Для мыслителя широты и проницательности Брауна эти неудачи — довольно пугающие, и мы признаём их с чувством неохоты, нежелания находить такие вопиющие упущения у того, кто на самом деле мыслитель фантастического масштаба. Я меньше расстраиваюсь, когда нахожу похожие упущения у Маркузе, представляющего гораздо менее смелое переосмысление идей Фрейда, но выдвигающего аналогичный призыв к новому типу неподавляемых людей. С одной стороны, Маркузе призывает к революции подавления. Он знает, что недостаточно изменить структуру общества, для создания нового мира; психология человека тоже должна быть изменена. Но, с другой стороны, он признаёт, что отказ от подавления невозможен, потому что есть смерть: «Жестокий факт смерти раз и навсегда отрицает реальность нерепрессивного существования». Заключительные страницы его книги — это реалистичное и печальное признание того, что эго должно выходить за пределы телесных удовольствий, чтобы люди стали людьми. Но убеждённый социальный революционер, который больше всего на свете хочет нового мира и нового человека, не может принять реальность, которую видит. Он по-прежнему верит в возможность некоего «окончательного освобождения», которое также звучит как пустопорожняя мимолётная мысль. Маркузе даже полностью отворачивается от реалий жизни и увлекается абстракциями: «Люди могут умереть без беспокойства, если они знают, что то, что они любят, защищено от страданий и забвения новым утопическим обществом». Как будто люди когда-либо могли это узнать, как будто мы с вами хоть когда-то можем быть уверены, что наши дети не будут уничтожены бессмысленной аварией или что вся планета не будет разбита гигантским метеоритом.
Почему блестящие мыслители становятся такими вялыми, так небрежно рассеивают свои собственные осторожные аргументы?
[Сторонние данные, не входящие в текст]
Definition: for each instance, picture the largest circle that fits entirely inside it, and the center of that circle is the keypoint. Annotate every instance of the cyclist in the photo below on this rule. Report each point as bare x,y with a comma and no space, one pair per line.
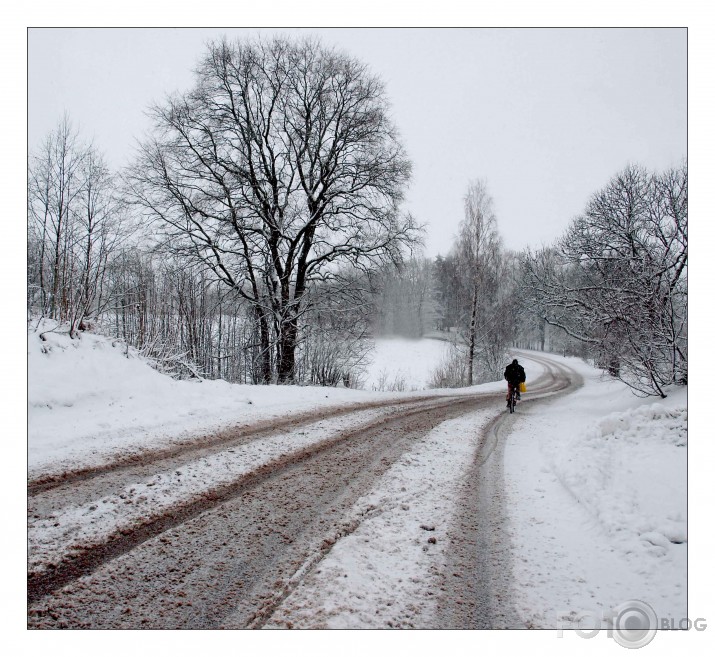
514,374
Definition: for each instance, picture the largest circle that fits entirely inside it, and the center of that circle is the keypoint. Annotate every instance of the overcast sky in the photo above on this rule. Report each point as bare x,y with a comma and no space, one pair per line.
546,116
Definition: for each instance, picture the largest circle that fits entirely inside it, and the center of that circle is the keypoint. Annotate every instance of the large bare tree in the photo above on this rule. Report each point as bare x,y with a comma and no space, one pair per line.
280,165
479,254
617,280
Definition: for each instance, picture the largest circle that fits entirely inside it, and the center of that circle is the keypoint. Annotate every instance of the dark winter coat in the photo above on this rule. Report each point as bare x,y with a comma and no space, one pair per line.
514,374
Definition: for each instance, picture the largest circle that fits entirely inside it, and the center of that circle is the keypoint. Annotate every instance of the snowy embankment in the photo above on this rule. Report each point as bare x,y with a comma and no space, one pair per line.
597,485
91,399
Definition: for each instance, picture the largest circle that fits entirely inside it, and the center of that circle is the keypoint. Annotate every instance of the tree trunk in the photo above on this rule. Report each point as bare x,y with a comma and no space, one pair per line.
472,338
288,341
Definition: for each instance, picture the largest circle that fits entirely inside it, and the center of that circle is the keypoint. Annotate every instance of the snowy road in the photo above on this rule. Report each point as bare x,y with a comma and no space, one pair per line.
235,531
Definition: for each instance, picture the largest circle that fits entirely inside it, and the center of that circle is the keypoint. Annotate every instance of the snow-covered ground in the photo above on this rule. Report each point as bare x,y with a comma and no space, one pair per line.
382,574
597,485
403,364
596,480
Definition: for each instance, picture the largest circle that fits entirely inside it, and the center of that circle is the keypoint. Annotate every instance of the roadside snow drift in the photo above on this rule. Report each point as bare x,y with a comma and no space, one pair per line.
92,399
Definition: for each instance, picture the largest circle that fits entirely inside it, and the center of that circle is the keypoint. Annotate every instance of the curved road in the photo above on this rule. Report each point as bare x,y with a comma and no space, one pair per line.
228,556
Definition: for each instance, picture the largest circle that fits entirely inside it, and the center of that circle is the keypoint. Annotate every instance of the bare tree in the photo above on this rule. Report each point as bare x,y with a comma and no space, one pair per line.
281,164
479,252
54,182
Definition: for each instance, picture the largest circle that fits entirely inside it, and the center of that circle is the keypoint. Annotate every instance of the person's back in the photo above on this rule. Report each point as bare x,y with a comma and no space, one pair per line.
514,375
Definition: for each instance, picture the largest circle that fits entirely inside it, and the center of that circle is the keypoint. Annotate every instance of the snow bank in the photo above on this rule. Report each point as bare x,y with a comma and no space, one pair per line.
597,485
92,398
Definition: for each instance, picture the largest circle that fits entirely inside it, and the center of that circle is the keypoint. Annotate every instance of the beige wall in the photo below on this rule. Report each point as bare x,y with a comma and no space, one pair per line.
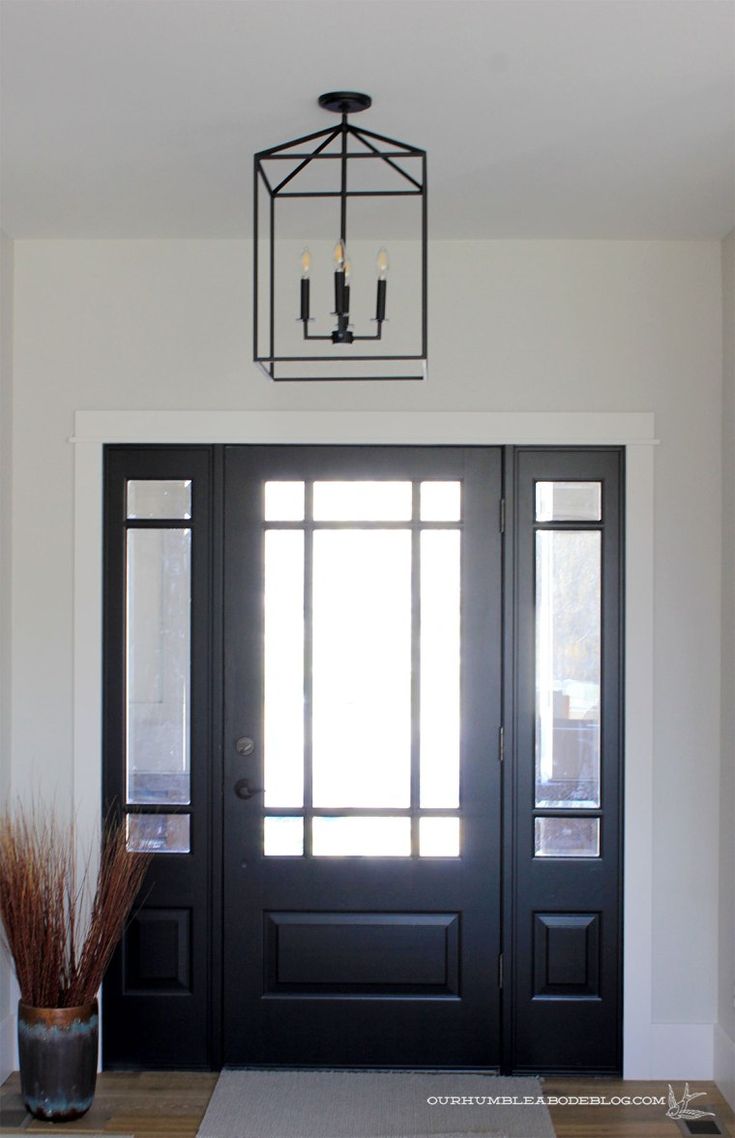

Вероятно, потому что они видят свою задачу как серьёзную и грандиозную: критику всего образа жизни. И они видят себя в столь же гигантской пророческой роли: указывать на выход раз и навсегда, в самых бескомпромиссных терминах. Вот почему их популярность так велика: они пророки и упрощатели. Как и Браун, Маркузе хочет надёжного индикатора отчуждения, средоточия природы — и находит его в идеологии и страхе смерти. Как настоящий революционер, он хочет изменить это в своей жизни, хочет увидеть рождение нового мира. Он настолько привержен идее об исполнении этого, что не может позволить себе остановиться на полпути и проследить последствия собственных оговорок относительно подавления, собственных признаний о неизбежной хватке смерти; страх смерти явно глубже идеологии. Признание этого сделало бы весь его тезис двусмысленным, — а зачем революционеру это нужно? Ему пришлось бы выдвинуть программу, которая не была бы полностью революционной, которая допускает репрессии и ставит под сомнение то, кем могут стать люди, которая признаёт, как неизбежно люди работают против своих собственных интересов, но как они должны отказываться от жизни в удовольствиях, следовать за иррациональной героической системой — признаёт, что в человеческих делах присутствует демонизм, который не может отменить даже величайшая и самая радикальная революция. С таким признанием Маркузе был бы аномалией, «трагическим революционером», и лишил бы себя роли пророка. Кто может ожидать от него этого?